Istana Buka Suara soal Pernyataan Jokowi Sebut Presiden Boleh Kampanye dan Memihak di Pilpres
Rumah pemilu | 25 Januari 2024, 09:06 WIBJAKARTA, KOMPAS.TV - Koordinator Staf Khusus Presiden, Ari Dwipayana menilai pernyataan Presiden Joko Widodo soal kepala negara boleh ikut kampanye dan memihak di Pilpres 2024 sudah disalahartikan.
Ari menuturkan apa yang disampaikan Presiden Jokowi adalah jawaban untuk pertanyaan media tentang apakah boleh menteri ikut menjadi tim sukses pasangan calon di Pilpres 2024.
Demikian Ari Dwipayana dalam keterangan tertulis yang diterima KOMPAS TV, Kamis (25/1/2024).
“Pernyataan Bapak Presiden di Halim, Rabu 24/01/2024, telah banyak disalahartikan. Apa yang disampaikan oleh Presiden dalam konteks menjawab pertanyaan media tentang Menteri yang ikut tim sukses,” kata Ari.
“Dalam merespon pertanyaan itu, Bapak Presiden memberikan penjelasan terutama terkait aturan main dalam berdemokrasi bagi Menteri maupun Presiden.”
Baca Juga: Siti Nurbaya Sebut Data Deforestasi Global Forest Watch yang Dibaca Mahfud MD Harus Dikoreksi
Dalam pandangan Presiden, sebagaimana diatur dalam pasal 281, UU no. 7 tahun 2017 tentang Pemilu, bahwa Kampanye Pemilu boleh mengikutsertakan Presiden, Wakil Presiden, Menteri, dan juga Kepala Daerah dan Wakil Kepala Daerah. Artinya, Presiden boleh berkampanye. Ini jelas ditegaskan dalam UU.
“Tapi, memang ada syaratnya jika Presiden ikut berkampanye. Pertama, tidak menggunakan fasilitas dalam jabatannya, kecuali fasilitas pengamanan bagi pejabat negara sesuai aturan yang berlaku. Dan kedua, menjalani cuti di luar tanggungan negara,” kata Ari.

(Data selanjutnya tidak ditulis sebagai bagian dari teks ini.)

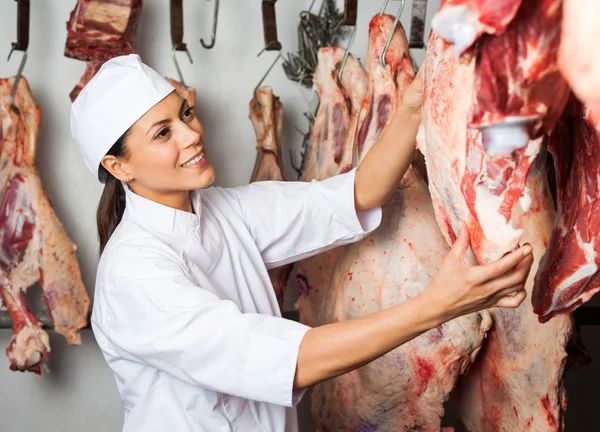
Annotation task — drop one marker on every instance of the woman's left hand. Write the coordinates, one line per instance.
(413, 95)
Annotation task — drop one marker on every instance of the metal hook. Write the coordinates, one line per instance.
(173, 51)
(213, 36)
(13, 91)
(343, 65)
(389, 38)
(266, 74)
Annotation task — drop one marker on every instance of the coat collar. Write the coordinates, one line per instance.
(162, 218)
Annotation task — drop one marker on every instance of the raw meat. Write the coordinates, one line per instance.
(519, 89)
(319, 165)
(266, 115)
(489, 194)
(462, 22)
(35, 246)
(578, 58)
(405, 389)
(516, 381)
(568, 275)
(99, 30)
(331, 125)
(382, 98)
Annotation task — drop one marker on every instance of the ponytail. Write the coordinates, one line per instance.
(112, 202)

Ari lebih lanjut menuturkan dengan diizinkannya Presiden untuk berkampanye, artinya Undang-Undang Pemilu juga menjamin hak Presiden untuk mempunyai preferensi politik pada partai atau pasangan calon tertentu sebagai peserta Pemilu yang dikampanyekan, dengan tetap mengikuti pagar-pagar yang telah diatur dalam UU
“Sekali lagi, apa yang disampaikan Presiden Jokowi bukan hal yang baru. Koridor aturan terkait hal ini sudah ada di UU Pemilu. Demikian pula dengan praktek politiknya juga bisa dicek dalam sejarah pemilu setelah reformasi,” kata Ari.
Baca Juga: Pengamat: Pernyataan Jokowi Presiden Bisa Memihak di Pilpres Itu Lebih Baik, daripada Seolah Netral
“Presiden-presiden sebelumnya, mulai Presiden ke 5 dan ke 6, yang juga memiliki preferensi politik yang jelas dengan partai politik yang didukungnya dan ikut berkampanye untuk memenangkan partai yang didukungnya.”
Selain itu, tambah Ari, Presiden juga menegaskan bahwa semua pejabat publik/pejabat politik harus berpegang pada aturan main. Kalau aturan memperbolehkan, silakan dijalankan. Kalau aturan melarang maka tidak boleh dilakukan.
“Itu artinya, Presiden menegaskan kembali bahwa setiap pejabat publik/pejabat politik harus mengikuti/ patuh pada aturan main dalan berdemokrasi,” kata Ari.